Blank Street Coffee, the chain that built its early reputation on tiny, grab-and-go kiosks modeled after Dutch Bros' speed-first playbook, is abandoning that format in favor of larger, experience-driven stores explicitly designed to attract Gen-Z customers and compete with Starbucks' "third place" positioning. A Bloomberg feature published March 17 examined the strategic reversal, which is backed by $130 million in funding the company has raised to support its expansion.
The pivot is a significant departure from the model that powered Blank Street's pandemic-era growth. During COVID, the chain exploited lower commercial rents and surging demand for quick, contactless coffee to spread its compact kiosks across New York City. That window has since closed, and the chain currently sits at 97 total locations across all markets, still short of the 100-store New York City target it set for itself and never reached.
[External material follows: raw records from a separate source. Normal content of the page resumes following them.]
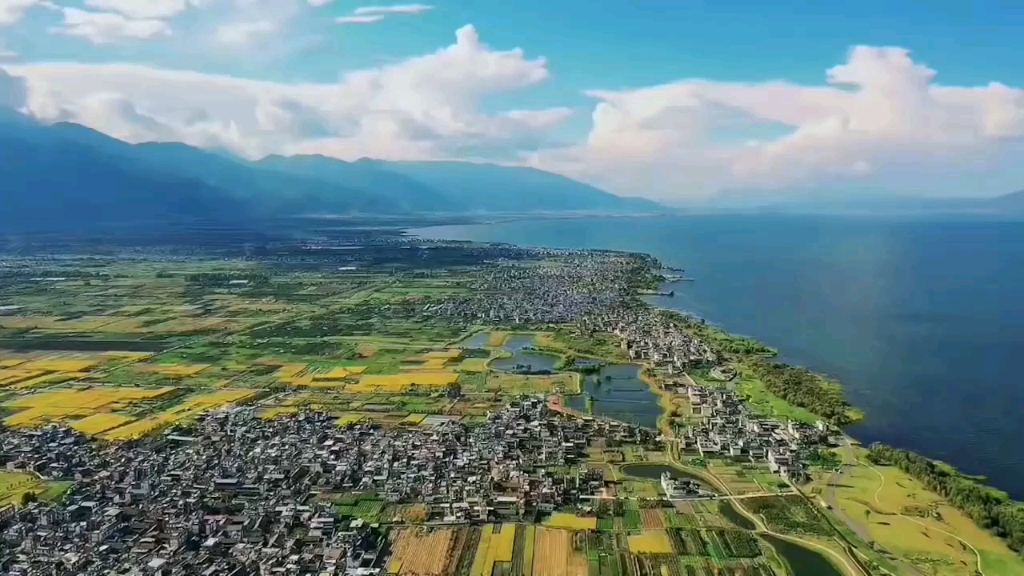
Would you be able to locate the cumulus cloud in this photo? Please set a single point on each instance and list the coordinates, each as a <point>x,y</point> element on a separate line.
<point>359,19</point>
<point>393,9</point>
<point>103,28</point>
<point>13,93</point>
<point>877,110</point>
<point>878,119</point>
<point>242,33</point>
<point>140,9</point>
<point>11,11</point>
<point>425,107</point>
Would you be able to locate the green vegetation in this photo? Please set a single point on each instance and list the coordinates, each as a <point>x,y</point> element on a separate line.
<point>988,507</point>
<point>805,388</point>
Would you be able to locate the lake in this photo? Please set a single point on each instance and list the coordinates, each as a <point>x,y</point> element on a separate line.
<point>920,318</point>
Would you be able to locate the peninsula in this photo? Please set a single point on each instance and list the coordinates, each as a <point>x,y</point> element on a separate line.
<point>365,403</point>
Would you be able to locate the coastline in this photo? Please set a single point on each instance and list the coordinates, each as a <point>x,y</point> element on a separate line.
<point>938,477</point>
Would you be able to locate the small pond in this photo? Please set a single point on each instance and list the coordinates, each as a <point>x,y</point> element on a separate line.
<point>619,393</point>
<point>802,561</point>
<point>653,471</point>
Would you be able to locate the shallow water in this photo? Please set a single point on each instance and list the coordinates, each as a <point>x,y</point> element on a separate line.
<point>620,394</point>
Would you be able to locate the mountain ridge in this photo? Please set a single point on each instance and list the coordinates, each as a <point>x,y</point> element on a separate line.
<point>118,181</point>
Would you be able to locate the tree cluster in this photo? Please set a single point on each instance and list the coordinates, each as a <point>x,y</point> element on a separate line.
<point>988,507</point>
<point>802,387</point>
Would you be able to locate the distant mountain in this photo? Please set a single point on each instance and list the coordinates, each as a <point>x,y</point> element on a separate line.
<point>503,189</point>
<point>67,176</point>
<point>394,191</point>
<point>55,179</point>
<point>1010,203</point>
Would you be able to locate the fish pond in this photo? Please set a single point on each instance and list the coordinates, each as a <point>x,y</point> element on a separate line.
<point>803,562</point>
<point>619,393</point>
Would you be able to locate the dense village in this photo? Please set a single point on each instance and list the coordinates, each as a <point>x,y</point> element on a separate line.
<point>303,493</point>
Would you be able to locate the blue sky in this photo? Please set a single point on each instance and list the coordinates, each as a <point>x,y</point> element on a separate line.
<point>646,58</point>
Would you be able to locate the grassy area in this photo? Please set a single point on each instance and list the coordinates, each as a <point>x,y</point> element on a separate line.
<point>902,517</point>
<point>764,403</point>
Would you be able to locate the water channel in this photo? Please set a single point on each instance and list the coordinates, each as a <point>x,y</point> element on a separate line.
<point>803,562</point>
<point>619,393</point>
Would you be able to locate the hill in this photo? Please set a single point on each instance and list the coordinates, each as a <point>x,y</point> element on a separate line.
<point>66,176</point>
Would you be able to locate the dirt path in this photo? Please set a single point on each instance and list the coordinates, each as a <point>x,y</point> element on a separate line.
<point>882,484</point>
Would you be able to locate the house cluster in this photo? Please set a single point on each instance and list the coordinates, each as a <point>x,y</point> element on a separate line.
<point>582,284</point>
<point>650,336</point>
<point>237,494</point>
<point>727,428</point>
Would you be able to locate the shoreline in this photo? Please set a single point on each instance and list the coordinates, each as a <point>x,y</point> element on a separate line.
<point>998,510</point>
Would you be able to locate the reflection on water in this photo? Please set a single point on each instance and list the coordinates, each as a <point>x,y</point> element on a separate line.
<point>619,393</point>
<point>654,471</point>
<point>803,562</point>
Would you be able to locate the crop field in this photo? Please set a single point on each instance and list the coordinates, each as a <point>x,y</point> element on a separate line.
<point>190,407</point>
<point>497,546</point>
<point>531,383</point>
<point>571,522</point>
<point>930,542</point>
<point>790,515</point>
<point>416,551</point>
<point>70,404</point>
<point>650,542</point>
<point>401,382</point>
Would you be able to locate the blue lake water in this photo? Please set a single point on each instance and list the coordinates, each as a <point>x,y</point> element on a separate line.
<point>921,319</point>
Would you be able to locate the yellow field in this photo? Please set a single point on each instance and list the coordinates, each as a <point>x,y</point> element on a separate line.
<point>349,418</point>
<point>64,404</point>
<point>274,411</point>
<point>13,375</point>
<point>59,365</point>
<point>193,406</point>
<point>572,522</point>
<point>100,422</point>
<point>532,383</point>
<point>650,542</point>
<point>495,546</point>
<point>420,553</point>
<point>472,365</point>
<point>175,370</point>
<point>399,382</point>
<point>931,534</point>
<point>553,554</point>
<point>340,373</point>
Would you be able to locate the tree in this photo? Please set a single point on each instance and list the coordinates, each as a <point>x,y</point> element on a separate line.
<point>29,497</point>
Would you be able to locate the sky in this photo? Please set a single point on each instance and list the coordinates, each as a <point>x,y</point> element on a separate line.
<point>673,99</point>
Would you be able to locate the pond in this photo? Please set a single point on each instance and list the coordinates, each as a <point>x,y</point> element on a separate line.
<point>619,393</point>
<point>478,340</point>
<point>654,471</point>
<point>803,562</point>
<point>729,511</point>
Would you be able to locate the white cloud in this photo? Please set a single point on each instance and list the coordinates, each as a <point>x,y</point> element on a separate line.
<point>359,19</point>
<point>103,28</point>
<point>13,91</point>
<point>879,119</point>
<point>878,111</point>
<point>393,9</point>
<point>11,11</point>
<point>425,107</point>
<point>242,33</point>
<point>140,9</point>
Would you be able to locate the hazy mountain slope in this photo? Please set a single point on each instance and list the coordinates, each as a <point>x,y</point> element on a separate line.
<point>396,192</point>
<point>492,188</point>
<point>52,180</point>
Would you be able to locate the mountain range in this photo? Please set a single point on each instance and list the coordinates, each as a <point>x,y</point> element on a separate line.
<point>66,176</point>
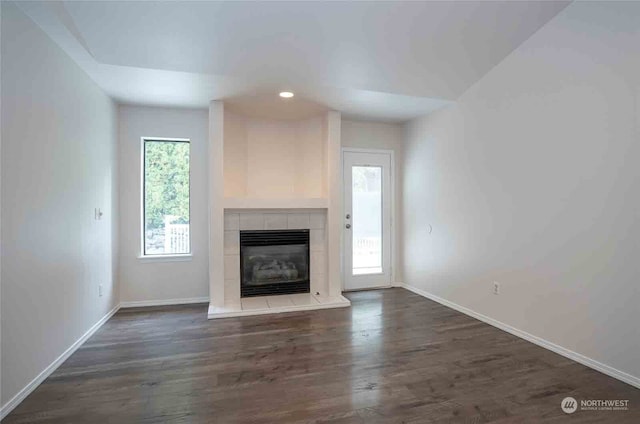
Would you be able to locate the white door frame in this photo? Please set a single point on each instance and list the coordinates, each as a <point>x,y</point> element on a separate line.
<point>392,224</point>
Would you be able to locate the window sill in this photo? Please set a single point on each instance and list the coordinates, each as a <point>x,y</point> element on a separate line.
<point>165,258</point>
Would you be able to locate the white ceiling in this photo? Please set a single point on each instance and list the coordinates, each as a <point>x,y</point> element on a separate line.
<point>377,60</point>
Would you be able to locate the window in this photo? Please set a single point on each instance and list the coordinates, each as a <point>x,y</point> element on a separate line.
<point>165,197</point>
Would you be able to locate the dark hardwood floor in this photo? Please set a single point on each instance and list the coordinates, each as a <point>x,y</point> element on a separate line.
<point>393,357</point>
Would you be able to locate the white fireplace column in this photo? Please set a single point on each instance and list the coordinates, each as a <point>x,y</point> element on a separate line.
<point>216,203</point>
<point>321,199</point>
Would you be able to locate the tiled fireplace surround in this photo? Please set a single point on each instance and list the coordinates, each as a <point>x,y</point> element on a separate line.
<point>247,192</point>
<point>235,221</point>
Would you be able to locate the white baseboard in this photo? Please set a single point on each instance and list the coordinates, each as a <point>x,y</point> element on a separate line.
<point>26,391</point>
<point>163,302</point>
<point>584,360</point>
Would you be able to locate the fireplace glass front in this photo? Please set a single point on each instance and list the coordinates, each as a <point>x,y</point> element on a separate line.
<point>274,262</point>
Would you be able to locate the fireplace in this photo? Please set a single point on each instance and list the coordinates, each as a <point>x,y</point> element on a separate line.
<point>274,262</point>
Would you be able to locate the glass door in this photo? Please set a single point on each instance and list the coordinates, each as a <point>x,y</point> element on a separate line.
<point>367,219</point>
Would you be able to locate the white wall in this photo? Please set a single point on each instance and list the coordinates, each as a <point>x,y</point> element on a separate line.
<point>152,280</point>
<point>379,135</point>
<point>58,164</point>
<point>531,180</point>
<point>269,158</point>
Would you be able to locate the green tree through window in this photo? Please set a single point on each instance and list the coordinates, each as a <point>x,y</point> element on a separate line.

The forces pushing Blank Street toward bigger footprints are both cultural and commercial. Customers increasingly want somewhere to stay, not just somewhere to grab a flat white and sprint to the subway. Matcha-based beverages have become a particularly telling indicator of that shift: demand for them has surged at Blank Street, and they now represent a significant portion of the chain's total sales, a data point that signals its customer base skews younger and more wellness-oriented than a traditional espresso crowd.
Starbucks looms over all of it. The incumbent giant has been loudly repositioning itself around cozier seating, softer aesthetics, and the promise of a welcoming gathering space, reclaiming the "third place" language that defined its original cultural appeal. Blank Street's new store direction is a direct response: if the battleground is now experiential, the chain needs square footage to fight on it.

The financial picture carries some nuance. According to Bloomberg Second Measure, Blank Street's U.S. sales grew 21% in 2025, a number the company itself disputes as too low, though it has declined to share its own internal figures. Critically, Blank Street has not released full-year revenue figures, leaving outside analysts to compare it against peers like Starbucks and Dutch Bros without a complete picture. Investors, for their part, are watching closely to see whether the move into larger, presumably more expensive real estate erodes the cost efficiency that made the original kiosk model attractive in the first place.
The irony is that Blank Street built its identity on being the anti-Starbucks: fast, cheap, uncluttered, no armchairs required. Now it's chasing the very positioning it once implicitly rejected, betting that a Gen-Z customer who orders a matcha latte and pulls out a laptop wants the same thing from a Blank Street as from the green-mermaid giant down the block.